[RFC] kbfiles: an extension to track binary files with less wasted bandwidth

Thu Aug 4 09:13:53 CDT 2011

Finally catching up on this thread -- sorry for the delay.

On Tue, Jul 26, 2011 at 2:23 PM, Andrew Pritchard <andrewp at fogcreek.com> wrote:
> The goal of kbfiles is to maintain the benefit of version tracking for binary
> files without requiring clones and pulls to download versions of large,
> incompressible files that will likely never be needed.  These files are
> replaced, according to the user's configuration, with small standin files
> containing only the SHA1 sum of the binary file.  Mercurial then tracks these
> standin files, keeping history small, while the binary files are retrieved
> only as needed (when updating, for example).

Gee, this sounds familiar. Did I write that? No, that's actually a
good paraphrase of my words and ideas.

> The reasoning behind this is that binary files are frequently large and already
> compressed as part of their format, and as such, compressed diffs don't work
> very well to track their changes.

That also sounds familiar, but again it's a good paraphrasing.
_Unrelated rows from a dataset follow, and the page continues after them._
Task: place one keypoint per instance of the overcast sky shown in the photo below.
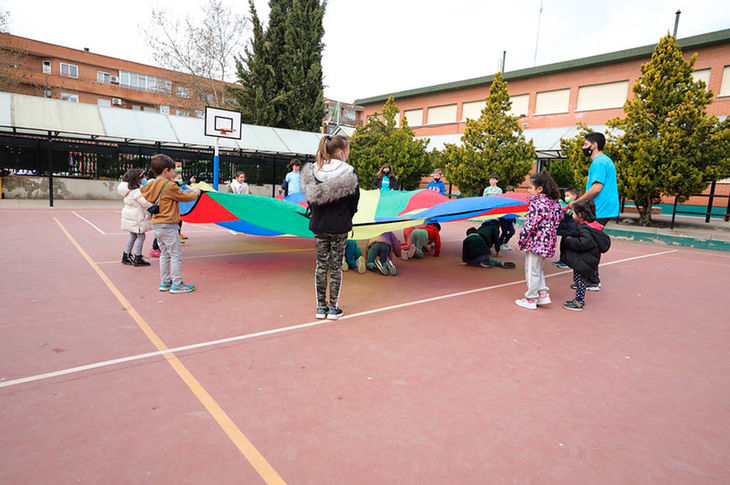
(382, 46)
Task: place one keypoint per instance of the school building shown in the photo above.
(551, 99)
(47, 70)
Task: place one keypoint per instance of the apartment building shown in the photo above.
(591, 90)
(79, 76)
(341, 114)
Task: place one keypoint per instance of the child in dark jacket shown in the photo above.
(567, 226)
(583, 251)
(332, 192)
(475, 252)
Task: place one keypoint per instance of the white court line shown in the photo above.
(89, 223)
(210, 343)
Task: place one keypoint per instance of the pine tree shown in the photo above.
(256, 99)
(381, 141)
(493, 143)
(669, 144)
(302, 67)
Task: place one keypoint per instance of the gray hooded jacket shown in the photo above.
(332, 193)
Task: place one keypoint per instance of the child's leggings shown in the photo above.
(135, 243)
(330, 250)
(580, 285)
(534, 276)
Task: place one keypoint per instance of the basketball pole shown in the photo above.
(216, 165)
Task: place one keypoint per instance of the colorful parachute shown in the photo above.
(377, 211)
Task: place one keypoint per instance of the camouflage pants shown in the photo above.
(330, 251)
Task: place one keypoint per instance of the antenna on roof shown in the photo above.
(537, 34)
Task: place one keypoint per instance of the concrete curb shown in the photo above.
(686, 241)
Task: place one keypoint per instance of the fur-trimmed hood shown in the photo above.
(333, 181)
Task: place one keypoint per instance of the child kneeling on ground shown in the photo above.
(583, 251)
(475, 252)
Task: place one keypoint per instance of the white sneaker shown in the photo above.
(361, 264)
(525, 303)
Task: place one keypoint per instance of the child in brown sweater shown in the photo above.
(168, 195)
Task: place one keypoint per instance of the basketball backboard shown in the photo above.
(222, 123)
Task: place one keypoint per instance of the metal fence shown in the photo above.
(109, 161)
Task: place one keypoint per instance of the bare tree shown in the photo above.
(202, 49)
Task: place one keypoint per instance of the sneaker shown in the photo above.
(575, 305)
(182, 288)
(335, 314)
(321, 312)
(527, 303)
(410, 252)
(590, 287)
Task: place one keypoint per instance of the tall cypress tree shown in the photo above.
(669, 144)
(256, 99)
(302, 63)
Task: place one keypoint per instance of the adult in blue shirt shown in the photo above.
(385, 180)
(602, 186)
(437, 184)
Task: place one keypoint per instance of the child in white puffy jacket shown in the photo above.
(135, 217)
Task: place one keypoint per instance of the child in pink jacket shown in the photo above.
(538, 237)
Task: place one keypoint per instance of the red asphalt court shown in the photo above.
(433, 377)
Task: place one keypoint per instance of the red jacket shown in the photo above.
(434, 236)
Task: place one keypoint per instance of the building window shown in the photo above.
(725, 86)
(143, 82)
(74, 98)
(414, 117)
(602, 96)
(702, 75)
(519, 105)
(551, 102)
(472, 109)
(442, 114)
(69, 70)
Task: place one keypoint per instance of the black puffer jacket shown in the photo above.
(583, 249)
(332, 193)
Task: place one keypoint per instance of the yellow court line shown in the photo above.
(249, 451)
(232, 254)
> When a file is committed as a bfile, it is copied to the repository-local cache
> and to the system cache, and its standin is written in .kbf/.  When pushing
> changes to bfiles to a remote repository, any changed bfiles are uploaded with
> the changesets.  When pulling, though, only the changesets are transferred,
> greatly reducing clone sizes for repositories containing heavily-edited binary
> files.  Then, when updating to a revision with changes to bfiles, the required
> versions of the files are retrieved from either the system cache or the remote
> repository.
>
> kbfiles has several mechanisms for defending its repositories against damage
> from non-kbfiles clients:
> - add a 'kbfiles' line to .hg/requires in order to keep non-kbfiles clients
>  from breaking things;
> - add a 'bfilestore' server capability, without which the client will not
>  attempt to interact with a remote repository when the local repository uses
>  kbfiles; and
> - prepend 'kbfiles\n' to the output of the heads command when serving kbfiles
>  repositories to prevent non-kbfiles clients from creating broken clones.

Good stuff. These are things I have never addressed in bfiles, and
that need to be addressed. I'm glad you've taken care of them.

> Bfile transfer is implemented via three additions to the wire protocol on
> servers with the extension loaded:
> - statbfile, which returns 0, 1, or 2 depending on whether the requested bfile
>  (as identified by the SHA1 sum) is present and valid, invalid, or missing;
> - getbfile, which returns the requested bfile along with its length to allow
>  the ssh protocol to avoid reading beyond its end (without modifying Mercurial
>  core code that attempts to encode passed-in file-like object as bundles); and
> - putbfile, which hashes and verifies the received data and places it in the
>  repository-local and system caches.

This also sounds better than bfiles -- I never touched Mercurial's
wire protocol.

> The extension also currently supports talking to previous versions of Kiln that
> still serve bfiles over a different interface, via POST and GET requests to
> $REPO/bfile/$SHA.  Although we would prefer to keep this in the extension, we
> are able and willing to pull it out into its own meta-extension if necessary.

I think Matt is right: now is the time to jettison
backwards-compatibility legacy code, even if it makes life harder for
people like me (using bfiles, looking very carefully at
kbfiles/largefiles to see if switching is a win).

> We are still in the process of cleaning up the code to ship with Mercurial, but
> the current status can be seen at
> http://developers.kilnhg.com/Repo/Kiln/Group/Unstable/Files.  Before the 'real'
> pull request, we will collapse it into a single patch in the hgext directory.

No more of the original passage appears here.